The acute pulmonary responses after exposure to sulfur and nitrogen mustards are well documented whereas the late pulmonary effects are not. With a novel focus on the immune system this paper investigate whether late phase pulmonary effects developed in rats exposed to the nitrogen mustard melphalan are linked to the acute responses and whether the reactions are genetically regulated. The DA rat strain was used to establish a lung exposure model. Five other inbred rat strains (PVG, PVG.1AV1, LEW, WF and F344) were compared within the model at selected time points. All rat strains displayed a biphasic pattern of leukocyte infiltration in the lungs, dominated by neutrophils 2 days after exposure and a second peak dominated by macrophages 29 days after exposure. The number of macrophages was higher in the DA rat compared with the other strains. The infiltration of lymphocytes in the lungs varied in both time of appearance and magnitude between strains.
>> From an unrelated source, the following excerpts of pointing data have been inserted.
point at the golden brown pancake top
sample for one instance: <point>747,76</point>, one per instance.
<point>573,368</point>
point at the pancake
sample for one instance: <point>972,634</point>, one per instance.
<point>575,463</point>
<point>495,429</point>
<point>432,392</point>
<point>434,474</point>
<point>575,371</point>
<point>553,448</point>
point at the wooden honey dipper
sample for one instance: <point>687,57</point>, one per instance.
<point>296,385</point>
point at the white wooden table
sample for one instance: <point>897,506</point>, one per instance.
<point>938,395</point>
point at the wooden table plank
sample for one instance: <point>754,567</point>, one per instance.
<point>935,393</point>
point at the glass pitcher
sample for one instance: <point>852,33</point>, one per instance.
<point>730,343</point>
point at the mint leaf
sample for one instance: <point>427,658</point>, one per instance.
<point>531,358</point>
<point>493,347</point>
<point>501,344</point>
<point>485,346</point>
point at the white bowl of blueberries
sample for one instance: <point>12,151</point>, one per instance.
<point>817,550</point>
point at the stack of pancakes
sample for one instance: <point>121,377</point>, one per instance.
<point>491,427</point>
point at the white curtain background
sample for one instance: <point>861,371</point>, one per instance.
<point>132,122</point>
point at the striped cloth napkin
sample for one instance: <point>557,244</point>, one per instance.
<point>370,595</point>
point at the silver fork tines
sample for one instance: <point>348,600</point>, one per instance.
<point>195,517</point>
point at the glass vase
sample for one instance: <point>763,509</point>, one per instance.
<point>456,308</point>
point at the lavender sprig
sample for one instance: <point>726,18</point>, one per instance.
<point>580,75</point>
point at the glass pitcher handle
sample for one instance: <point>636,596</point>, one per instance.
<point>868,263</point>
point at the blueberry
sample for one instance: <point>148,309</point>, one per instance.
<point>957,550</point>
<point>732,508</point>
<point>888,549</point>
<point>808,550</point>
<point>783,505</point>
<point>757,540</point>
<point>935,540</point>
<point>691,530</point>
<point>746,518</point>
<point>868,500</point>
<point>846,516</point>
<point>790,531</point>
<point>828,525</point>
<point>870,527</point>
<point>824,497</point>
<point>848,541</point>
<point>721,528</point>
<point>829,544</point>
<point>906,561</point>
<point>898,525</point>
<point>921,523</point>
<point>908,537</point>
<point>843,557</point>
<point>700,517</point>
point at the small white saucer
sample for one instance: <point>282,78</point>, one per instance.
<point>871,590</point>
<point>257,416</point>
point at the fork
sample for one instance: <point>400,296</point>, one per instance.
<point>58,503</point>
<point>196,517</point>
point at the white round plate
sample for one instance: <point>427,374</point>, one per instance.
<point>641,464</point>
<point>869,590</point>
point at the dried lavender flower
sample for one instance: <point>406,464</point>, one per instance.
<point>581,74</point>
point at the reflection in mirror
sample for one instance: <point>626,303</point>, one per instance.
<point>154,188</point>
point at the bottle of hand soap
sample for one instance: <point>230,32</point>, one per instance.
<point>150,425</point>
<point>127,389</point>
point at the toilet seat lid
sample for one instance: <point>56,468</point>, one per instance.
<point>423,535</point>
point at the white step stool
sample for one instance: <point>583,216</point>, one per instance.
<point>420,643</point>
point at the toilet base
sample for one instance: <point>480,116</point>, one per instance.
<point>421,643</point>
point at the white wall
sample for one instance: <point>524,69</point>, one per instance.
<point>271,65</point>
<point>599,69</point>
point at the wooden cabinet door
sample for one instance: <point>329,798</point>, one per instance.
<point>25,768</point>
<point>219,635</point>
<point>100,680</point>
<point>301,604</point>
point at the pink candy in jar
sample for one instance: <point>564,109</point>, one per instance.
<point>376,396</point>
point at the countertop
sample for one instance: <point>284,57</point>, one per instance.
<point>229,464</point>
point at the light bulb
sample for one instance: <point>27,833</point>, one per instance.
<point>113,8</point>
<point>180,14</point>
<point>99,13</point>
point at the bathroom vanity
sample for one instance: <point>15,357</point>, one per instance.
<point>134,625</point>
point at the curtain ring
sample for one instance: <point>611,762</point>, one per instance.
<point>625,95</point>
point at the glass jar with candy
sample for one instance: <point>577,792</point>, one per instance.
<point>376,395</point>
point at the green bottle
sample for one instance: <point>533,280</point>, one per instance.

The quantity of collagen deposition in the lungs varied between strains at day 90; LEW and WF displayed high collagen content which coincided with an increased level of cytotoxic T cells. LEW further displayed an increased number of T helper cells and natural killer (NK) T cells in the lungs. The results in this study suggest there is a link between the development of lung fibrosis and high cytotoxic cell responses and that there is a genetic influence, as there are variations in acute and late adverse reactions between rat strains in both timing and magnitude. Copyright © 2013 John Wiley & Sons, Ltd. Six different inbred rat strains were used to determine whether immune activation and progress of fibrosis after lung exposure of the alkylating agent melphalan are genetically regulated. Results demonstrate that timing and magnitude of airway inflammation and late collagen production in lungs are genetically influenced. Two rat strains which developed marked fibrosis also contained increased levels of cytotoxic T cells and natural killer (NK) cells in airways, suggesting that susceptibility to develop lung fibrosis is associated with high cytotoxic cell responses.